Escrito pelo estudante Mateus Victor Rigolin, estudante do Programa de Tutoria Essencial — Turma 2021

Introdução

Todo cristão que entende o chamado para ser parte do corpo de Cristo participa de cultos semanais: reuniões aos domingos, ou durante a semana, onde os membros de uma igreja oram, cantam, ouvem um sermão, participam da Ceia do Senhor e têm comunhão uns com os outros.

Apesar de ser uma atividade que faz parte da “rotina”, será que estes cristãos sabem o motivo de se reunirem? Será que conseguem perceber se suas reuniões louvam o único e verdadeiro Deus?

Este é um tema muito mais extenso do que será apresentado neste artigo, contudo, o objetivo é, justamente, incentivar a busca por maior orientação e reflexão a respeito do assunto.

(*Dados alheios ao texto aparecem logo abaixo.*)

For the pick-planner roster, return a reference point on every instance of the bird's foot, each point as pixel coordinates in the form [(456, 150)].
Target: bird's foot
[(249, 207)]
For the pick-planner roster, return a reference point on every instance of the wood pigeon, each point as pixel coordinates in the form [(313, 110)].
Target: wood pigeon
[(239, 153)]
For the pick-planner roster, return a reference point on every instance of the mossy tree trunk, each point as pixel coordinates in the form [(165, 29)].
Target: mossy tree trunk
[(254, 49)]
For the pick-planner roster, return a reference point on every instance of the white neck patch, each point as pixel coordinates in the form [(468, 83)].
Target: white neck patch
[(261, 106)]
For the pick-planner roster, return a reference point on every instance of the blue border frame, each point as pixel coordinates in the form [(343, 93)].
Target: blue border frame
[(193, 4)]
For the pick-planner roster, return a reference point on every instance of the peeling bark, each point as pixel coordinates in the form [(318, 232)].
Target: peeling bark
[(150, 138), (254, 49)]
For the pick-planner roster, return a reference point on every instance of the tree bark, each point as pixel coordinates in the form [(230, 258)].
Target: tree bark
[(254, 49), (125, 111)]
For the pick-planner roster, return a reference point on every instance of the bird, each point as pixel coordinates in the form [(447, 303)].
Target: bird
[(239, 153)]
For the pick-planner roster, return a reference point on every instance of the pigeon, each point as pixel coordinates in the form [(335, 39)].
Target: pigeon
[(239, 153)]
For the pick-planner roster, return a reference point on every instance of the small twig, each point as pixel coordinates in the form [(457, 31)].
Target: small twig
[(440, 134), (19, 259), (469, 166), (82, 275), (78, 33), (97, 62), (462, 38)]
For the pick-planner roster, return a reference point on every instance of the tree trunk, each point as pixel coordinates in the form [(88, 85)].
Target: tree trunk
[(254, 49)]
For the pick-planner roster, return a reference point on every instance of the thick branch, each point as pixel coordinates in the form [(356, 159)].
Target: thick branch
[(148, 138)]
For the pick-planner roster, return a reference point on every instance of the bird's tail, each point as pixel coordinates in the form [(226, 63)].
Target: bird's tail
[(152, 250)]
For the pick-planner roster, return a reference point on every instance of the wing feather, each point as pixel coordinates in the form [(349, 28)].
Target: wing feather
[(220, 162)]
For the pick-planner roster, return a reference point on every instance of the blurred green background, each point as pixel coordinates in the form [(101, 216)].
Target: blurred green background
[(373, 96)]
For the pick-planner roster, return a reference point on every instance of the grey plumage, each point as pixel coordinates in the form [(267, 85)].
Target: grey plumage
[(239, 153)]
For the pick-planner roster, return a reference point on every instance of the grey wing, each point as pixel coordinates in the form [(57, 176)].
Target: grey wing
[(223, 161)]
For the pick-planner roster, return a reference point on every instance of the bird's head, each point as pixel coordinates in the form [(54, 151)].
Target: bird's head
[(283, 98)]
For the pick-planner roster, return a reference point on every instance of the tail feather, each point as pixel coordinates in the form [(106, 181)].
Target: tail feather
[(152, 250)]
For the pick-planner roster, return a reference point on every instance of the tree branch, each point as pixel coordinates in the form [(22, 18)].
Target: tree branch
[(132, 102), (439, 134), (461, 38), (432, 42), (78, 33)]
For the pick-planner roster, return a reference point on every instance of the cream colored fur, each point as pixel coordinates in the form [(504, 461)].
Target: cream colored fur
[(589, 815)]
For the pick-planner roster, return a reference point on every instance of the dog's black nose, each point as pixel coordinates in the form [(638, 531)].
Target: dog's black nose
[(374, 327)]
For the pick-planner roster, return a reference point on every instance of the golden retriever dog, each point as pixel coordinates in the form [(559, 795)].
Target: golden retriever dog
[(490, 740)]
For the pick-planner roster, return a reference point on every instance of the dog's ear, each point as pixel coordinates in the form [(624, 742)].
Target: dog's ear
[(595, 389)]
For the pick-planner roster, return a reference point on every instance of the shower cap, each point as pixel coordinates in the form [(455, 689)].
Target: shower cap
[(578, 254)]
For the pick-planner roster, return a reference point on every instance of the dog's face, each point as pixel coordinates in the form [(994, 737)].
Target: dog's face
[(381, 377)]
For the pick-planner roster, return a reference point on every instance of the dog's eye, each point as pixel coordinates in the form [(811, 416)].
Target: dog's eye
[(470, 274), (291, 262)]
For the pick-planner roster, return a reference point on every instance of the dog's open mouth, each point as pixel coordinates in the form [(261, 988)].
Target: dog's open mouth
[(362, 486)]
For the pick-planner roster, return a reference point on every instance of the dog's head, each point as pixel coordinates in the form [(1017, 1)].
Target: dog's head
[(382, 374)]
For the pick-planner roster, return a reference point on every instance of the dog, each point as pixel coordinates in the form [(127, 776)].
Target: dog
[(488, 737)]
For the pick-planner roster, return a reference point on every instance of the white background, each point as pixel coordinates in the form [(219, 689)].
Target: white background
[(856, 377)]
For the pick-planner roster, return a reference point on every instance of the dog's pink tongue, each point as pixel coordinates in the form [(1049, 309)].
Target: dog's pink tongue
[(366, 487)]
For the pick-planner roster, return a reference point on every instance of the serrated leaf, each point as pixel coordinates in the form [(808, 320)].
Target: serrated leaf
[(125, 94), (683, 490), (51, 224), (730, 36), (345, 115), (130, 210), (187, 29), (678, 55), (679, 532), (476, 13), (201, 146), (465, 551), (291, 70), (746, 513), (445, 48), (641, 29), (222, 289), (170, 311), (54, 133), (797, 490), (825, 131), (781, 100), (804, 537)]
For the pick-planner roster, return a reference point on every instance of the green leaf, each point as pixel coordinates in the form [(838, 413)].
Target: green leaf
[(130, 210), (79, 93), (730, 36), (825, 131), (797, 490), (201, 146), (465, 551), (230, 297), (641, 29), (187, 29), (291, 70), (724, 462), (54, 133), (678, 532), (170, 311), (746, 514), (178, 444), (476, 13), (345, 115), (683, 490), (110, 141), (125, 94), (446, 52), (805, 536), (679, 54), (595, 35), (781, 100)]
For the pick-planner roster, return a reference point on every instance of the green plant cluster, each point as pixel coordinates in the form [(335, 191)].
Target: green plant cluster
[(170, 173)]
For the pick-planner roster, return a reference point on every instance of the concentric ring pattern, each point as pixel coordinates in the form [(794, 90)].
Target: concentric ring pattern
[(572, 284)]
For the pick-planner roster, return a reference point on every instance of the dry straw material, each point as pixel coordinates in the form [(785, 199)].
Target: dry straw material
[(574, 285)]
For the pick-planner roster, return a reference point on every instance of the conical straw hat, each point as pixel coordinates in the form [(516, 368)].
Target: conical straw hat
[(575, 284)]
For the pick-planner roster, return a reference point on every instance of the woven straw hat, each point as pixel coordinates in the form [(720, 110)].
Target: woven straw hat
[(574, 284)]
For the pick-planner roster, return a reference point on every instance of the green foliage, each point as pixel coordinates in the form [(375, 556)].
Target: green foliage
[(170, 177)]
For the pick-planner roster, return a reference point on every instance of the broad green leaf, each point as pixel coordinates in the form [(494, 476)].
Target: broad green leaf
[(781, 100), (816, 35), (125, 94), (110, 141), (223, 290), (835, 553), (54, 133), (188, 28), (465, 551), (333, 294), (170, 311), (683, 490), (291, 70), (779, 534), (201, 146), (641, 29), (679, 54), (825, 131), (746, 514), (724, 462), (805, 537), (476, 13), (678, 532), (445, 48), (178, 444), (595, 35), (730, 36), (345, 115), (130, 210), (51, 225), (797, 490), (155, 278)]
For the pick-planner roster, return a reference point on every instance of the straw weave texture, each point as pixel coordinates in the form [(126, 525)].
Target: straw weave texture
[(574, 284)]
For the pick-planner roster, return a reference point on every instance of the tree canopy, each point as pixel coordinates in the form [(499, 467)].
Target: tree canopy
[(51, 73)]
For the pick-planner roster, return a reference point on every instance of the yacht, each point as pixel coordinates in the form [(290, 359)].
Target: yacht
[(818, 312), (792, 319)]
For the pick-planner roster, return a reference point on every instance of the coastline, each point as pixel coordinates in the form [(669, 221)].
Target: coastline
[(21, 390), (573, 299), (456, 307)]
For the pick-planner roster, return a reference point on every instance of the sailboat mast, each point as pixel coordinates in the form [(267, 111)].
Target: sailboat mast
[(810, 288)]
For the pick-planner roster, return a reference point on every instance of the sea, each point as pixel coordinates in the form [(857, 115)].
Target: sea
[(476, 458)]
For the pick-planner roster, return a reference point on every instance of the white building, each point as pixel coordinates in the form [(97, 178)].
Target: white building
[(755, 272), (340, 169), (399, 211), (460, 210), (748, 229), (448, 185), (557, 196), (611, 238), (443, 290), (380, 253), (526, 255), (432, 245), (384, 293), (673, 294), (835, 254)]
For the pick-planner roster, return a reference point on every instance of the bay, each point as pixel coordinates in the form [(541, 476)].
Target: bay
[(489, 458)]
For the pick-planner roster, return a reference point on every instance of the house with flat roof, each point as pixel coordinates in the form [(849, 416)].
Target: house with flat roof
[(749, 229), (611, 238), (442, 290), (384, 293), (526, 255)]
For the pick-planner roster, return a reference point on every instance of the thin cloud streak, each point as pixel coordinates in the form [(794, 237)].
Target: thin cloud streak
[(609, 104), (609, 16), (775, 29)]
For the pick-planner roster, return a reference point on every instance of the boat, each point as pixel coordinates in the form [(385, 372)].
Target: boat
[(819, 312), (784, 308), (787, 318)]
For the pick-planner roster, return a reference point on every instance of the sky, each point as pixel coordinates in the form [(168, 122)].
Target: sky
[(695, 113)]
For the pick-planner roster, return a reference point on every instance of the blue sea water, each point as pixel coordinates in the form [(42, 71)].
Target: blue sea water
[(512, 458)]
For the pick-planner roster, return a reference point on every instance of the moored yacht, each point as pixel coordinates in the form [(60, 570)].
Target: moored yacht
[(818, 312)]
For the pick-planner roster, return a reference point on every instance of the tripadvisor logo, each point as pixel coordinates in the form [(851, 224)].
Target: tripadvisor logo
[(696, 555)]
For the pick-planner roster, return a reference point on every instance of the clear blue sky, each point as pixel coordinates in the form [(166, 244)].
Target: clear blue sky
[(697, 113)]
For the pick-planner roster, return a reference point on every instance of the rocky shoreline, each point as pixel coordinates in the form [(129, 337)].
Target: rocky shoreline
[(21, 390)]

Por ora, serão tratados dois pontos: (1) o que vem a ser “adoração” e (2) como conduzir a adoração coletiva para ser um “sacrifício vivo, santo e agradável a Deus”1. Como apoio, serão utilizados os textos de D. A. Carson, Kent Hughes e Timothy Keller, escritos para o livro Louvor.

O que é “adoração”?

Definir adoração não é tão fácil quanto parece. Segundo Robert Shaper, citado por D. A. Carson,

a adoração, assim como o amor, é caracterizada pela simplicidade intuitiva (todos ‘sabem’ o que é adoração, assim como todos ‘sabem’ o que é amor) e a complexidade filosófica (quanto mais você tenta definir amor ou adoração, mais difícil se torna a tarefa) (CARSON et al., 2017, p. 24, ênfases do autor).

A Bíblia nos traz em toda a sua narrativa momentos de adoração, pessoas perguntando como adorar e, inclusive, um livro dedicado às instruções dos sacrifícios israelitas (Levítico). Apesar disso, a palavra “adoração” hoje nem sempre nos remete a Deus. Muitas vezes é utilizada em lugar de “gostar” e “amar”, ou mesmo em um tom mais sarcástico, quando algo não agrada.

C. S. Lewis, em seu ensaio intitulado A Morte das Palavras, trata sobre como as palavras vão tomando outros sentidos no decorrer da história. Palavras que um dia foram objetivas para uma descrição, hoje podem ser utilizadas para insultar ou elogiar alguém. Com a palavra “adoração” é possível notar essas mudanças também.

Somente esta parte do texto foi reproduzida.